By Rowena Santos Aquino

The Jopok Film

In June 1990, Im Kwon-taek released the first film of what would become The General’s Son series (1990-1992).  The General’s Son singlehandedly revived the jopok, or organised crime, film in South Korean cinema, following a drought that stretched back to the 1970s and early 1980s.  Significantly, in October 1990 the South Korean government declared war on organised crime and proceeded to conduct raids on various criminal organisations and arrest leaders of the principally family-led businesses throughout the country.  Though government raids and arrests occurred following the release of The General’s Son, it is interesting to imagine that headlines about real-life jopok members fed into the ongoing interest in the film and the rest of the series, and contributed to making it a box-office hit.  One need only recall the classic Hollywood gangster triptych of Little Caesar (1930, Mervyn LeRoy), The Public Enemy (1931, William A. Wellman), and Scarface (1932, Howard Hawks) to think of a scenario of crime headlines, film production, and the box-office informing each other in such a way.

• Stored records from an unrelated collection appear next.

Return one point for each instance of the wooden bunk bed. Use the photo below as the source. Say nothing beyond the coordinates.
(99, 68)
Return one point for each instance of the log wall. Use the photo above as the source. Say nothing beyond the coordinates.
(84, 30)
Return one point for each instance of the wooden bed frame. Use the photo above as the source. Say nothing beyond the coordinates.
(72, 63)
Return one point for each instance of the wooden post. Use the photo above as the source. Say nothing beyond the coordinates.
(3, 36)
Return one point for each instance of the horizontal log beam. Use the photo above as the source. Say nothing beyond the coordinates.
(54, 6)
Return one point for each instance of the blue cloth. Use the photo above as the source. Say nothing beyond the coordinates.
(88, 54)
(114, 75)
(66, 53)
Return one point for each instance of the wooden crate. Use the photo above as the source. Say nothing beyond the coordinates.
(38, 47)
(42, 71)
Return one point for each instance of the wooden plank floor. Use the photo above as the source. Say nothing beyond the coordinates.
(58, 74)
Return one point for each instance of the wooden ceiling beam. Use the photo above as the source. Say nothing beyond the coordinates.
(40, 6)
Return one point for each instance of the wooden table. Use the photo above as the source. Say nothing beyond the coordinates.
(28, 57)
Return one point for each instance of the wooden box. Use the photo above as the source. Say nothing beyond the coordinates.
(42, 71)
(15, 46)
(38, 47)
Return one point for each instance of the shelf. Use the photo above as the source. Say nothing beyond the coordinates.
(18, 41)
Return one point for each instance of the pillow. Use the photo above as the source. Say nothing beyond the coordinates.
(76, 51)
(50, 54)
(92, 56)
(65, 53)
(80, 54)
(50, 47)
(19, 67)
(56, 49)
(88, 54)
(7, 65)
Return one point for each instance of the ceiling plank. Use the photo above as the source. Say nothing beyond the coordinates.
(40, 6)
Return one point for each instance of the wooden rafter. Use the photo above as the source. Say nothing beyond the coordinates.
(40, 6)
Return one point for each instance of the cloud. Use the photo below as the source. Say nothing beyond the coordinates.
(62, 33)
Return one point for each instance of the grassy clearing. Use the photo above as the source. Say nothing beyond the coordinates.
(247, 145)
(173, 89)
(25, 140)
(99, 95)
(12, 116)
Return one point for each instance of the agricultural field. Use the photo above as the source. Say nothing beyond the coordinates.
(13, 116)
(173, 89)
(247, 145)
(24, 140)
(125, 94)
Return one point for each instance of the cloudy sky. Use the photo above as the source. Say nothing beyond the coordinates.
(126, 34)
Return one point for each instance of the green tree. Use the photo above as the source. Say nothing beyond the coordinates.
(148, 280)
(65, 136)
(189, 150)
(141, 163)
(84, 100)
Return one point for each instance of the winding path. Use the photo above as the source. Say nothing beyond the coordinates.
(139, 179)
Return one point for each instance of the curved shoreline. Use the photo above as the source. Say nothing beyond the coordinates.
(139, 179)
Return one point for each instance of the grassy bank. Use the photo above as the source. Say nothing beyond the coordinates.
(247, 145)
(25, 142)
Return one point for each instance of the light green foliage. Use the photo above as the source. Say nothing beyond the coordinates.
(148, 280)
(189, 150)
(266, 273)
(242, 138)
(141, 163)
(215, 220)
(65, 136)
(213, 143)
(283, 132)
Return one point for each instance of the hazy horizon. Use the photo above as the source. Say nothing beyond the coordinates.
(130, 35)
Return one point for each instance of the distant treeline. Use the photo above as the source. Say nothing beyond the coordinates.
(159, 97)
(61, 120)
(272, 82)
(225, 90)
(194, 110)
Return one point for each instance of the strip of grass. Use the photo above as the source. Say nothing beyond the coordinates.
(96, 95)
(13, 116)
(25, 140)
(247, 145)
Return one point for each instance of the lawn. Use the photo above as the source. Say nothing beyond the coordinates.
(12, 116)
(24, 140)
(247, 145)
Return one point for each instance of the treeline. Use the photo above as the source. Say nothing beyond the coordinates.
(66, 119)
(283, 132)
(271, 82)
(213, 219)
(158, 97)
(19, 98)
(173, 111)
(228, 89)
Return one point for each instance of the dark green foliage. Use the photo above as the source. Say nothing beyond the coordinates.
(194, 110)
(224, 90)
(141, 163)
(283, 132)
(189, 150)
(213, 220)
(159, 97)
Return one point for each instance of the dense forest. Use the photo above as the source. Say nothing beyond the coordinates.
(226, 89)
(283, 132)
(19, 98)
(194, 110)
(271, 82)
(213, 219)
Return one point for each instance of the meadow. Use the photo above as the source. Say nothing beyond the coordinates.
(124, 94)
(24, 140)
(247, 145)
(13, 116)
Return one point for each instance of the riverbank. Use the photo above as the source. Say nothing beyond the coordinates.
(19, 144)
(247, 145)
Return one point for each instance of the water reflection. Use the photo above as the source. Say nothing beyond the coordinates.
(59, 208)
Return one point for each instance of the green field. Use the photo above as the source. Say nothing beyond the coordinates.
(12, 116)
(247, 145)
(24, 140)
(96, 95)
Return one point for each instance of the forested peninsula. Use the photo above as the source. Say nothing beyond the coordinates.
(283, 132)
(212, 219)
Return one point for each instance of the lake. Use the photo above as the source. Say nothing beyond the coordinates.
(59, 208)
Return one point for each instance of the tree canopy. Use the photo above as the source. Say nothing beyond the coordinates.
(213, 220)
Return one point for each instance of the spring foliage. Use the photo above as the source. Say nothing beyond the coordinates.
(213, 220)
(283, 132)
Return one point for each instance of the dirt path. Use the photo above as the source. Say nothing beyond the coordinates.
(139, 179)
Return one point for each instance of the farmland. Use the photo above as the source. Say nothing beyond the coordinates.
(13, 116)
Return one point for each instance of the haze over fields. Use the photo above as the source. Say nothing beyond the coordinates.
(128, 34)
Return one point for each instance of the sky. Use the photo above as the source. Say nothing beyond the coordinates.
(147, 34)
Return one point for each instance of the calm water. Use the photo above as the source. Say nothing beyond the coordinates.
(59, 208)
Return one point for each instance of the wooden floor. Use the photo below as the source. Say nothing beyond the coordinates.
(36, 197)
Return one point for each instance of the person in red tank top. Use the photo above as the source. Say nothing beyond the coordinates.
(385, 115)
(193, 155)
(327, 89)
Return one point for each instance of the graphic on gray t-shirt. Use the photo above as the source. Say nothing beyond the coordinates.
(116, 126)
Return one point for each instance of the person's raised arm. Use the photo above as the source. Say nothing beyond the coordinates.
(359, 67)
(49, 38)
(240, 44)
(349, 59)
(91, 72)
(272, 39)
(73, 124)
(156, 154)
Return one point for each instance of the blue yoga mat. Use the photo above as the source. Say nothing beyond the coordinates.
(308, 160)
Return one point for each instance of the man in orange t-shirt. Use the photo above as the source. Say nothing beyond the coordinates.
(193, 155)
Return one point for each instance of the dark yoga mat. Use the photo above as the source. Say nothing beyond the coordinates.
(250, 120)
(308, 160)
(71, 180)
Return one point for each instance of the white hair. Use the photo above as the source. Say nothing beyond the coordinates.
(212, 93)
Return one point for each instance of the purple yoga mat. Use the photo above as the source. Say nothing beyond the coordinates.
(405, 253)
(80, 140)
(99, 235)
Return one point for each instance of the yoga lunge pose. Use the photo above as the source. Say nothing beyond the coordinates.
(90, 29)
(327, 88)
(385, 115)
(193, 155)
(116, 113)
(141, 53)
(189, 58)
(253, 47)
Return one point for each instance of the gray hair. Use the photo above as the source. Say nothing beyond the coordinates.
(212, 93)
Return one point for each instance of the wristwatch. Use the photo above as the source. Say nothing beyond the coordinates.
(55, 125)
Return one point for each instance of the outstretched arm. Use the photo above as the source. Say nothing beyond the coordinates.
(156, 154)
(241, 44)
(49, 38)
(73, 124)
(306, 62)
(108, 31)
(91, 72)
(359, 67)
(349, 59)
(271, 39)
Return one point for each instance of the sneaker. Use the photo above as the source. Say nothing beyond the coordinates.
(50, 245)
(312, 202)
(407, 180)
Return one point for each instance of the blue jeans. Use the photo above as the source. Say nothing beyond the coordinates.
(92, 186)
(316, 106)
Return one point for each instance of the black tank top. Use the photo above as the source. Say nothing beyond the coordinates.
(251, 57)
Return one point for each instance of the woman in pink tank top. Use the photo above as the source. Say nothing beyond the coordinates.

Chow Yun-fat in The Killer (1989)

According to Jinsoo An, more immediately in the mind of director Im Kwon-taek in making The General’s Son series was the idea of reviving the screen image of Korean masculinity.  This idea was partly triggered by the highly popular and influential 1980s and 1990s Hong Kong action and Triad films – courtesy of filmmakers John Woo, Johnnie To, and Ringo Lam, among others – which began to be distributed in South Korea at the time.  Looming large above all other idealised images of cool, handsome, and individualistic masculinity was Chow Yun-fat.  With Chow’s height and tragic-manic persona in Woo’s films, he literally and metaphorically loomed over his male costars such as Leslie Cheung and Tony Leung.

Of course, the interesting detail is that John Woo modeled Chow Yun-fat’s walk, dress, and overall performance after the French actor Alain Delon and the crime noir films he did with Jean-Pierre Melville, especially Le samouraï (1967).  In turn, Melville was inspired by Alan Ladd’s portrayal of an assassin in the Hollywood film This Gun For Hire (1942, Frank Tuttle) for Le samouraï.  In these two films, Ladd and Delon personify assassins whose otherworldly physical beauty creates a compelling tension with their criminal profession and stoicism in the face of killing and death.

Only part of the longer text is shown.